Sehr geehrte Frau Präsidentin, sehr geehrte Damen und Herren! Der Brexit ist eine veritable Katastrophe. Die Folgen sind sowohl ökonomisch als auch politisch verheerend. Das gilt für beide Seiten des Kanals. Aber es ist keine Naturkatastrophe, es ist ein politisches Versagen der schlimmeren Sorte auf beiden Seiten des Kanals, der uns eigentlich mehr verbinden als trennen sollte. So viel politische Unfähigkeit und
Unwillen für das europäische Projekt habe ich nicht einmal den selbstverliebten Brüsseler Eurokraten zugetraut. Denn das europäische Projekt ist wichtig.

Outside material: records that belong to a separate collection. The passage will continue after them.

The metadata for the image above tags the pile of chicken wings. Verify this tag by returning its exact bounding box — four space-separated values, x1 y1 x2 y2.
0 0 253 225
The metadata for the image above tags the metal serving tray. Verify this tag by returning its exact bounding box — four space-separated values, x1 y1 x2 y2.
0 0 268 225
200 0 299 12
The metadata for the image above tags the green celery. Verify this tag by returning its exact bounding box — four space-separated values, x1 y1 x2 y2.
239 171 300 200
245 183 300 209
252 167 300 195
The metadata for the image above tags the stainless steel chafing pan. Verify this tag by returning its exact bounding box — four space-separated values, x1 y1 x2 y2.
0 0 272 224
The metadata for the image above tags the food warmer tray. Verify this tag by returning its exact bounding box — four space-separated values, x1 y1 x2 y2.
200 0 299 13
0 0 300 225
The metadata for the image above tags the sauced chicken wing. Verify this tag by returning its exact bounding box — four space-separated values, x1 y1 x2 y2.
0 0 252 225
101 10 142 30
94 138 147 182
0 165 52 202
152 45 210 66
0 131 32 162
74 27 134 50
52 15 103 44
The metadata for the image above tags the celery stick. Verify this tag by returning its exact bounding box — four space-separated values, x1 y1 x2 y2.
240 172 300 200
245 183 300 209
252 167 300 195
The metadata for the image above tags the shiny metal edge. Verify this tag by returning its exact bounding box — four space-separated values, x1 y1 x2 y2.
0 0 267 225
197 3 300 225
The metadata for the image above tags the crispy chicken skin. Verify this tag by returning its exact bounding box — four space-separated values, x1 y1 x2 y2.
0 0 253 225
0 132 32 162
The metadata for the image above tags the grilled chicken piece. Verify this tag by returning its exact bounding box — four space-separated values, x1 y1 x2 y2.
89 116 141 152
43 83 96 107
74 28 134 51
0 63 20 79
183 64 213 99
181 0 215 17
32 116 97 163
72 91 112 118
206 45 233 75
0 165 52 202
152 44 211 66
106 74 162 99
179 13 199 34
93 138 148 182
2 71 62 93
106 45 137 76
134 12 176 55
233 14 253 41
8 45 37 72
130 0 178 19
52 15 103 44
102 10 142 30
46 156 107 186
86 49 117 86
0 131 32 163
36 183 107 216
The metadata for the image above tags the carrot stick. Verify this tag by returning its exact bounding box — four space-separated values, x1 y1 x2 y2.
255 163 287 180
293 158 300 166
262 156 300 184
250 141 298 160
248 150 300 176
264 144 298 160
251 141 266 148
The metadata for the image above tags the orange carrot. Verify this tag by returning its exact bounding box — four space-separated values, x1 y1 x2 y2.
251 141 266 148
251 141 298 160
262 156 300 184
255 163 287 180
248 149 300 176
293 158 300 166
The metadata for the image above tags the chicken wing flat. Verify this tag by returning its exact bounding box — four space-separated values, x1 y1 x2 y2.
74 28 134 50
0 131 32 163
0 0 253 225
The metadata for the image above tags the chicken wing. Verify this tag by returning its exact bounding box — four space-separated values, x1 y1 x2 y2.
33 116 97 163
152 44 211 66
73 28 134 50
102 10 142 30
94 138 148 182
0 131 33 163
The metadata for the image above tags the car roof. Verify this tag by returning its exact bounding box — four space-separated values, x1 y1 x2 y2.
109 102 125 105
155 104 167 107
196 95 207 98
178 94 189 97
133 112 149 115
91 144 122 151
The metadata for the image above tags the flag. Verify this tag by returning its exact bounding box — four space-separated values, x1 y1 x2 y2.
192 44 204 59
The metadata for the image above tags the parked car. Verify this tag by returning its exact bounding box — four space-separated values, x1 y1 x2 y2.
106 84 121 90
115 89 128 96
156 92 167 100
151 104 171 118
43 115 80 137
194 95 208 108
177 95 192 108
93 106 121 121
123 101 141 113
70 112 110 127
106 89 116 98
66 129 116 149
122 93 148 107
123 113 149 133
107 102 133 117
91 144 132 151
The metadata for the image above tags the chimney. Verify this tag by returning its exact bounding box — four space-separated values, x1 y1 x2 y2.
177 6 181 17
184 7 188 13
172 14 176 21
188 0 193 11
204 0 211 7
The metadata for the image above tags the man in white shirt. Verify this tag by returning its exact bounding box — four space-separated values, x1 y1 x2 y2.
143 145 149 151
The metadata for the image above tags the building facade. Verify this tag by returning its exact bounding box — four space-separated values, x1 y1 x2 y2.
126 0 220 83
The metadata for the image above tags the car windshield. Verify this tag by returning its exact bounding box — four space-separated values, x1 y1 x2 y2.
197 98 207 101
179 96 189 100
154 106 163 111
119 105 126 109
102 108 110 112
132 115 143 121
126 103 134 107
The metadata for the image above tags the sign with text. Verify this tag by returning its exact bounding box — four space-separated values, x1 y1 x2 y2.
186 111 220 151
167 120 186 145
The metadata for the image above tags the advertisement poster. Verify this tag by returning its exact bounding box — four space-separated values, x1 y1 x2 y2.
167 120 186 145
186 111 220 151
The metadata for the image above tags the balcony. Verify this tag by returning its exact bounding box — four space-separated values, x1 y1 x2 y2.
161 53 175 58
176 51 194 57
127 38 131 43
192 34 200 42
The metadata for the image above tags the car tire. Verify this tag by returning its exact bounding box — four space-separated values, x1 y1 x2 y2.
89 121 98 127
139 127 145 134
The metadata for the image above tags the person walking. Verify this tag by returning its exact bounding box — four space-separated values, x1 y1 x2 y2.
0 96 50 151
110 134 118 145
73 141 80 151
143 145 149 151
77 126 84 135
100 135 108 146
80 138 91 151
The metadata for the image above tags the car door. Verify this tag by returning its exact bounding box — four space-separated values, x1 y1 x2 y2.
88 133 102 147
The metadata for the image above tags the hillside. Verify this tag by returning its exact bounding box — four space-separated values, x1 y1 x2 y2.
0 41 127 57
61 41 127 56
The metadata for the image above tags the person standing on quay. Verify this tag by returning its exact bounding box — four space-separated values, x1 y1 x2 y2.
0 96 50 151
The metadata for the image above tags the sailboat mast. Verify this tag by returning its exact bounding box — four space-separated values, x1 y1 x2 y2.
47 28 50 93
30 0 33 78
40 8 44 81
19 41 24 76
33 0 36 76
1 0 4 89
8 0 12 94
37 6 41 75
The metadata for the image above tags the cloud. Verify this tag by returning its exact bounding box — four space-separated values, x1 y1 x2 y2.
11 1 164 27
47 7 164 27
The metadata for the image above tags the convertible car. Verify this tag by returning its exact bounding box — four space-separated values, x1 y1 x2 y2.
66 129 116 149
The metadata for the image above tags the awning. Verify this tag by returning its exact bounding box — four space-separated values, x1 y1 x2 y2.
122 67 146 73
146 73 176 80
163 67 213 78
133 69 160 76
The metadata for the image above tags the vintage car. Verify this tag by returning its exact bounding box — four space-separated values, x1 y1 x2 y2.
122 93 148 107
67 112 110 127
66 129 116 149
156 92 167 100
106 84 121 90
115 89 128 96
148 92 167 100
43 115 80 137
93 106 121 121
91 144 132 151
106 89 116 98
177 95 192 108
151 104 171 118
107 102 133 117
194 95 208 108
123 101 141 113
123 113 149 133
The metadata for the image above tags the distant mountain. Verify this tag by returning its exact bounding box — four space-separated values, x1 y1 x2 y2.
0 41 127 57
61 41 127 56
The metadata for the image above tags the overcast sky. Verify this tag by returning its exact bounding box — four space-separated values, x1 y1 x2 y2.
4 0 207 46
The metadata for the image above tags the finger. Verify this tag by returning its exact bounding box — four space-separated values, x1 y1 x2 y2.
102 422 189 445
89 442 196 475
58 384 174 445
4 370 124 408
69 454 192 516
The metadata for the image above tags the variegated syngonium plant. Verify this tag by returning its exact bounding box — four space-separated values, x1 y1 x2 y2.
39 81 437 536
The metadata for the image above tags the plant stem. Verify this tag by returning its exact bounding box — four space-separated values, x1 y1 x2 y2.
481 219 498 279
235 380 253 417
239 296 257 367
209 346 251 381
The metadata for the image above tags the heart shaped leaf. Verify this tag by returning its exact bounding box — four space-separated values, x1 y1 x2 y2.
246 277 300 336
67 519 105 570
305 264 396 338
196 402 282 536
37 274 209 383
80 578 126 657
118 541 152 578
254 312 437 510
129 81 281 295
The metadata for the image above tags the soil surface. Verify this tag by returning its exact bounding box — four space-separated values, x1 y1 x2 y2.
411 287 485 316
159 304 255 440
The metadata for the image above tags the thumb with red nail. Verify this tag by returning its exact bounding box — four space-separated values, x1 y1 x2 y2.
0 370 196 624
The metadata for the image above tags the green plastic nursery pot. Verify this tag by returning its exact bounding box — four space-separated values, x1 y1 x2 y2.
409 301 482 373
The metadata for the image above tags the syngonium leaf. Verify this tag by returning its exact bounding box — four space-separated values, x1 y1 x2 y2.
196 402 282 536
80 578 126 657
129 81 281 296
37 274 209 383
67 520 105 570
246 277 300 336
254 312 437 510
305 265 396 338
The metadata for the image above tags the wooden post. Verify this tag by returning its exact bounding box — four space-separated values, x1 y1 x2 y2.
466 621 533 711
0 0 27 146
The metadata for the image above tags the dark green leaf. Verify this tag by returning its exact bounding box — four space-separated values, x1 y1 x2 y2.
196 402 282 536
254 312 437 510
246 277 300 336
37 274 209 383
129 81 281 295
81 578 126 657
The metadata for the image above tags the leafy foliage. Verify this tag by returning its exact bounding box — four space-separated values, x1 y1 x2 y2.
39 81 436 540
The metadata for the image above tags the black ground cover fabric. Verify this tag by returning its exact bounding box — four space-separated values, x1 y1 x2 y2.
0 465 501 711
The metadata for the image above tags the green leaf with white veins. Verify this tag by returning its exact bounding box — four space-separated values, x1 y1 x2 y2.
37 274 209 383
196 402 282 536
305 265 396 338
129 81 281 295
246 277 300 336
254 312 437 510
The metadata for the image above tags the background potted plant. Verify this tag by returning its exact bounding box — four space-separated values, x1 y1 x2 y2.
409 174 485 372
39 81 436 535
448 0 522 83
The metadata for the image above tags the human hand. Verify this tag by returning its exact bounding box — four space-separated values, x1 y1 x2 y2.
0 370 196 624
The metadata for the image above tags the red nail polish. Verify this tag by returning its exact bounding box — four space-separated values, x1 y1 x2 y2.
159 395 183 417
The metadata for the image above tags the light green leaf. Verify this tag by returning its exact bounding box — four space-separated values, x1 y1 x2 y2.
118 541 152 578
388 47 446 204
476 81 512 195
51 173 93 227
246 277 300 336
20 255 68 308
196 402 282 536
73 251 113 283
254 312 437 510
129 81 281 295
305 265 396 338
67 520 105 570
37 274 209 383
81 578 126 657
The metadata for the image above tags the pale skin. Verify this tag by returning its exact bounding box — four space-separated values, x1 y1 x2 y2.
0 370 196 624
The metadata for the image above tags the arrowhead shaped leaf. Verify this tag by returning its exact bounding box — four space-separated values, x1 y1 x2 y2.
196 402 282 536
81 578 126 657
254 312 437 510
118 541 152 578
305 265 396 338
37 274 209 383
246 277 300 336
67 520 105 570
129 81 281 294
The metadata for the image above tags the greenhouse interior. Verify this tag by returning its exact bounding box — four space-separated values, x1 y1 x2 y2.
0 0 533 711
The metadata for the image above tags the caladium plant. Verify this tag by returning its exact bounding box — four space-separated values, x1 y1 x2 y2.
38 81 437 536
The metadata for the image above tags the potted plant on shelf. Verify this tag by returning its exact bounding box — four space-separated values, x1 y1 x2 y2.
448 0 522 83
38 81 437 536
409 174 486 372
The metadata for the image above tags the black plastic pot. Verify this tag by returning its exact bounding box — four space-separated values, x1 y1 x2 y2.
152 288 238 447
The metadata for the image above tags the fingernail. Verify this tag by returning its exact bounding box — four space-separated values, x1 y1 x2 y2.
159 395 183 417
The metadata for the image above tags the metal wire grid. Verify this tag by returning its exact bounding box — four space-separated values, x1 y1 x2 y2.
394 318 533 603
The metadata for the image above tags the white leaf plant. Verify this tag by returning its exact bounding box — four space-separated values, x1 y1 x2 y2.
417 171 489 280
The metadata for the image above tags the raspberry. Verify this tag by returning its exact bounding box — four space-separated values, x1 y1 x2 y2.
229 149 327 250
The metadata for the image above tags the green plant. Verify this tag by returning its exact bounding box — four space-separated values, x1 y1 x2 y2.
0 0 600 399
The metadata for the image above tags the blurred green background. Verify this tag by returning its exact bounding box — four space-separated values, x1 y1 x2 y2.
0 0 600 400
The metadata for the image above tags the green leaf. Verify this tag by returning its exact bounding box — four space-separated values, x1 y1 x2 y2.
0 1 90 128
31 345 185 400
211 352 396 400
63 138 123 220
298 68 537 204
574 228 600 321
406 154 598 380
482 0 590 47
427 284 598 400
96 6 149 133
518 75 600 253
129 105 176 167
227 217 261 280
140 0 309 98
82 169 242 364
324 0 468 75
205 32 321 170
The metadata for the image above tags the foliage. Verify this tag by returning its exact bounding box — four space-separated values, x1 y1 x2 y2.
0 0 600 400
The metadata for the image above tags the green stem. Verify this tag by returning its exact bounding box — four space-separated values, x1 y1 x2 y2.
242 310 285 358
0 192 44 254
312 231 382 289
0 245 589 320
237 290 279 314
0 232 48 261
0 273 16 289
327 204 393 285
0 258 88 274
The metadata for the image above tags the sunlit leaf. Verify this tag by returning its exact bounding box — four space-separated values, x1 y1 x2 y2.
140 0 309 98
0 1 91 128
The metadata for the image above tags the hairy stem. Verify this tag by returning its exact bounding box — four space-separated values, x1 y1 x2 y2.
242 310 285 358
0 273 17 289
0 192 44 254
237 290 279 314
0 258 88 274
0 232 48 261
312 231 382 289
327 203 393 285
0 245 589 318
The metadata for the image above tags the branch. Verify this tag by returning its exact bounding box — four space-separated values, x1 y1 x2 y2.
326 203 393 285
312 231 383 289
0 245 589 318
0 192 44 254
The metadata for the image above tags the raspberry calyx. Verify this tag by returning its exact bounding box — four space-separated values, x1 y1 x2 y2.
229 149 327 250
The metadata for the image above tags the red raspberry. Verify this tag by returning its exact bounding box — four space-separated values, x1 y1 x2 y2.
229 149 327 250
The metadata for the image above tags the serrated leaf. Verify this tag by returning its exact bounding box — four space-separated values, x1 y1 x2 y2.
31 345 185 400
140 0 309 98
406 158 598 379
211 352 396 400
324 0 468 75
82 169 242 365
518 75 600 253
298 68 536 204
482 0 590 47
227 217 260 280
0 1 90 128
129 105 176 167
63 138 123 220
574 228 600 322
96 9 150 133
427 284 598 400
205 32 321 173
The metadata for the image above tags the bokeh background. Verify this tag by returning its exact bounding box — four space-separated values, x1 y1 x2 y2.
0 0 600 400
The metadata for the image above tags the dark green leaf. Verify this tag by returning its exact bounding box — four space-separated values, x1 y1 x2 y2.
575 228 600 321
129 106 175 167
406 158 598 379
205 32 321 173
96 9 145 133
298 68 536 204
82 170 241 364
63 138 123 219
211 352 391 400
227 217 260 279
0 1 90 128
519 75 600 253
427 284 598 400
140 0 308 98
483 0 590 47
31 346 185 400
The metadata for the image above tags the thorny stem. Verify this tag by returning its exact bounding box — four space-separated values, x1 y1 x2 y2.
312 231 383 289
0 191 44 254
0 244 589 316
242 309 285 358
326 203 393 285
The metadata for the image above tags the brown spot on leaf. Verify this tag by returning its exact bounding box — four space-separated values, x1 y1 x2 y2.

Die Frage ist nur, wie wir das konkret ausgestalten, und darüber gibt es sehr unterschiedliche Meinungen.
Ich will dazu nur drei kurze Bemerkungen machen. Erstens: Natürlich ist klar, dass die britischen Bürger sich für den Brexit entschieden haben. Aber nicht alle wussten, was die Folgen sind, und es gibt klare Unterschiede zwischen London und dem ländlichen England und zwischen der Elite und dem Rand. Das ist übrigens die gleiche Unterscheidung, die viel von der Wahl von Trump, von den Gelbwesten in Frankreich und von dem Wahlergebnis in Österreich und im Osten Deutschlands erklärt. Der Grund für dieses knappe Brexit-Ergebnis 2016 waren die Politik und die Überheblichkeit in Brüssel. Die Eurokraten fühlten sich wie die Herrscher des römischen Weltreichs. Aber Rom war stark, erfolgreich und bestens organisiert. Brüssel verteilt nur das Geld, das nicht ihm, sondern den Steuerzahlern gehört. Dass ein Volk mit der Geschichte und der Leistungsfähigkeit Großbritanniens nicht die Befehle aus Brüssel empfangen will, ist doch eigentlich klar. Das gilt übrigens auch für etliche andere Länder, insbesondere im Osten Europas. Aber wenn man Nettozahlungsempfänger ist, überlegt man die Folgen noch zweimal mehr, als wenn man Nettozahler ist.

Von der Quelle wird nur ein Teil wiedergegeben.